Anıtım ol benim!
Dünyanın yedi ikliminden binlerce mimar hakikaten bir "anıtkent" sayılması gereken İstanbul'da. "Anıt-kent" mi dedim? Öyle ya... Tarih, miras, konum, onca kötülüğe direnen doğal hali, kavşaklığı vesaire. "Anıt-kent" olup da çok az anıtı kalan ve çok az eklenen başka bir yer var mıdır? Yeditepeden, Kız Kulesi'nden bir "Boğaz Köprüsü"ne kaçıveren kent simgesi, bize bu kentte artık nelerin "anıt" sayıldığını "simgesel" olarak da gösterir. Boğaz Köprüsü, "iki kıtayı birleştirdiği" için mi simgedir... Yoksa, "beton"un, taşıt aracının, pıtrak gibi biten ya da yükselen binaların, "gelişme"nin, "büyüme"nin, "telaş ve tıkanıklık"ın madalyonu olduğu için mi, kim bilir.
Lakin, bir zamanlar adı "Spor ve Sergi Sarayı" olan Lütfü Kırdar'da toplanan mimarlar ilk elde hangi yapıları görür? Hemen sollarında bir zamanların Harbiye'si, Askeri Müze ve onun üstüne heyula gibi çöken "gökdelen Orduevi". Hemen arkalarında, ne olur ne olmaz diye "Askeriye"ye yakın konuşlandırılmış Radyoevi, sağ taraflarında "gökdelen" olmadan 50'nci yılına erişen Hilton Oteli... Sağ aşağıda şu sıra her gece ses ve müziğin taştığı Açıkhava Tiyatrosu; önde Cemal Reşit Rey ve İtfaiye.
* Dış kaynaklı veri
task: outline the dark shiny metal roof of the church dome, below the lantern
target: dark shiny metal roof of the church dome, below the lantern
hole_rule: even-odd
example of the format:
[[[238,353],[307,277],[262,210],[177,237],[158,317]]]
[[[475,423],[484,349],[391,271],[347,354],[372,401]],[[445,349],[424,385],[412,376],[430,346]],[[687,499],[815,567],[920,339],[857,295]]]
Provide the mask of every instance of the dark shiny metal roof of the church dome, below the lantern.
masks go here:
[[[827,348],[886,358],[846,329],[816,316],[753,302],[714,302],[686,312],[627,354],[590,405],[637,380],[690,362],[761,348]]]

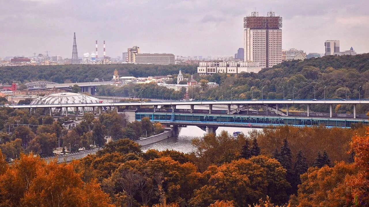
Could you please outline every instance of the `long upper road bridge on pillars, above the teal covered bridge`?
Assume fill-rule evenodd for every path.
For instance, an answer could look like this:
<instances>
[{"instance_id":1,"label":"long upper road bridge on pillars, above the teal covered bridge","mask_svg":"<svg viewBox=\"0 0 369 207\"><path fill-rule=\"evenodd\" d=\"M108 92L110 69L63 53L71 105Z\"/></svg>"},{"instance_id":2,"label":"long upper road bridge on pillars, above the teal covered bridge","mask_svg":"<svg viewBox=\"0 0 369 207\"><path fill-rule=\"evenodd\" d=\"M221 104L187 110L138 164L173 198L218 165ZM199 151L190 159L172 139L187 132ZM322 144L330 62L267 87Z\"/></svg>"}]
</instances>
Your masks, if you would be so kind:
<instances>
[{"instance_id":1,"label":"long upper road bridge on pillars, above the teal covered bridge","mask_svg":"<svg viewBox=\"0 0 369 207\"><path fill-rule=\"evenodd\" d=\"M92 82L93 83L93 82ZM99 83L99 82L95 82ZM86 107L93 108L93 112L95 113L95 108L98 110L99 113L102 113L104 110L111 110L117 109L120 107L129 107L133 106L137 109L142 107L151 107L153 108L154 112L161 110L162 108L171 108L172 112L175 112L176 107L180 105L187 105L189 106L190 113L194 112L195 105L202 105L208 107L208 113L213 113L213 105L224 105L227 106L227 114L239 114L242 111L247 110L250 108L263 108L264 110L269 110L277 115L280 116L291 116L291 112L289 111L289 106L291 105L305 105L306 106L306 116L314 116L314 113L310 112L310 106L313 104L324 104L329 105L329 117L336 116L333 113L333 105L336 104L349 104L353 107L353 114L352 118L362 118L358 117L356 113L356 105L360 104L369 104L369 99L263 99L263 100L196 100L196 101L147 101L147 102L111 102L111 103L63 103L63 104L45 104L45 105L6 105L11 108L18 108L18 109L29 109L32 113L32 110L35 112L35 109L42 108L45 109L45 114L47 113L47 109L49 109L49 114L51 114L51 108L74 108L73 110L74 115L80 115L85 112ZM4 105L3 105L4 106ZM235 108L231 110L231 106ZM285 111L280 110L280 108L286 108ZM68 116L68 110L64 110L66 112L66 116ZM304 115L305 116L305 115ZM315 113L316 116L316 113ZM318 115L319 116L319 115ZM345 116L346 117L346 116Z\"/></svg>"}]
</instances>

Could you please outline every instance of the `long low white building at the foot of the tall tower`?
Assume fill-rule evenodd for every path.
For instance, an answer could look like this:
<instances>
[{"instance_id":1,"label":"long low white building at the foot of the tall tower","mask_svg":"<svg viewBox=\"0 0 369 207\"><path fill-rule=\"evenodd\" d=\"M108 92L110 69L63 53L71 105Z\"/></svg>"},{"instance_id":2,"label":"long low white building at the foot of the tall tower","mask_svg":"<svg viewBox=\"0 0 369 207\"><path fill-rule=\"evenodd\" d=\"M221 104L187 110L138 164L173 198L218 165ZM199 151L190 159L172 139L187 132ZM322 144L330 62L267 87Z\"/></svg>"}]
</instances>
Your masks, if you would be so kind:
<instances>
[{"instance_id":1,"label":"long low white building at the foot of the tall tower","mask_svg":"<svg viewBox=\"0 0 369 207\"><path fill-rule=\"evenodd\" d=\"M240 62L240 61L225 61L225 62L200 62L197 67L197 73L200 76L212 75L214 73L258 73L261 70L259 62Z\"/></svg>"}]
</instances>

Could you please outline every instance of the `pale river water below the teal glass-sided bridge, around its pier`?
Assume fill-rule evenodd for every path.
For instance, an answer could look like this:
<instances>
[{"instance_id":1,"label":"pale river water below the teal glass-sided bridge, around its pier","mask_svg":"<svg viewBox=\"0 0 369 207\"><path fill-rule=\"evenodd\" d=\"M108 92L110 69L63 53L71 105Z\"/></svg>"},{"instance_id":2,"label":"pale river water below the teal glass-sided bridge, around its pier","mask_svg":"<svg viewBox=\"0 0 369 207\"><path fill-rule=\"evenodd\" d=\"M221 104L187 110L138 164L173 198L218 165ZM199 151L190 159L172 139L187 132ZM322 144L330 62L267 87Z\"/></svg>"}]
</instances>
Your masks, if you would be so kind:
<instances>
[{"instance_id":1,"label":"pale river water below the teal glass-sided bridge, around its pier","mask_svg":"<svg viewBox=\"0 0 369 207\"><path fill-rule=\"evenodd\" d=\"M216 131L219 134L222 130L228 131L228 133L233 134L234 131L241 131L244 134L248 134L249 131L253 130L250 128L238 128L238 127L219 127ZM260 129L256 129L260 130ZM180 130L178 137L170 137L168 139L159 141L157 143L149 144L141 147L142 151L147 151L149 149L156 149L159 151L163 150L176 150L180 152L192 152L194 150L191 144L192 139L196 137L204 136L205 131L201 130L197 126L187 126Z\"/></svg>"}]
</instances>

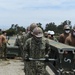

Bu vadiden denize, Boğaz'a doğru baktıklarında ise... Orhan Veli'nin "Denizi göreceksin, sakın şaşırma" demesine nazire... "Denizi göremeyeceksin, Gökkafes'i göreceksin; sakın kusma" olurlar.
Dünyanın yeri ve dağılımı en güzel statlarından birinin tepesine dikilmiş, asıl önemlisi Boğaz'ın bir yakasının içine etmiş... Yol kesen, racon kesen bir kabadayı... yok yok, herkese, her kurala, her mirasa, her tarihe tepeden bakan bir "sonradan görme". Tepesinde "Ritz Carlton" diye enternasyonal bir mağrur marka... Ama asıl kiri, pası ruhunda. Binlerce mimar, kendini sevdirmek, beğendirmek, insanlığın ortak mirası saydırmak için çırpınan İstanbul'un göbeğine, Boğaziçi'nin ön görünümüne, son görünümüne, ölümüne saplanmış bu hançerin öyküsünü merak etse... Azıcık kazısa... Türkiye iş dünyasının en azından bir kesiminin siyasetle sıkı fıkı macerasının, "modernlik, büyüme" maskeli "yağma kültürü"nü görür. Değiştirilen belediye sınırları, yavşayan kurallar, katakulliler, mülkiyet kaçırmalar, uçan davalar, vurulamayan kazmalar, fiili işgaller. Bir kazısalar, elinde kaçak kafesinin pahalı daire tapularıyla medya yöneticilerini gezen, kimisine Boğaz'ın içine etme manzaraları hediye eden işadamı tipleriyle bunları kabul eden işadamı gazeteciler görürler.
Fakat şöyle düşünmek de mümkün. Bu kent, bu ülke sadece iyiliklerin, tarihin, insaniliğin, hukukun, evrenselliğin mekanı mıdır ki, hep "iyi şeyler" anıtlaşsın isteriz. Misal, nasıl Sivas'ta Madımak Oteli'nin bir hafıza müzesi olması isteniyorsa... Bu çirkin kafes de, bu ülkedeki yağmanın, kayırmacılığın, ticaret, siyaset ve medyaya nüfuz etmiş kokuşmanın bir "anıt"ı olarak kuşaktan kuşağa devredilir ki... Yerli, yabancı her sorana, kiri, pası anlatmaya, rezillikleri unutmamaya vesile bir "kanıt-anıt" olsun! "Gök"ümüzün anıtı!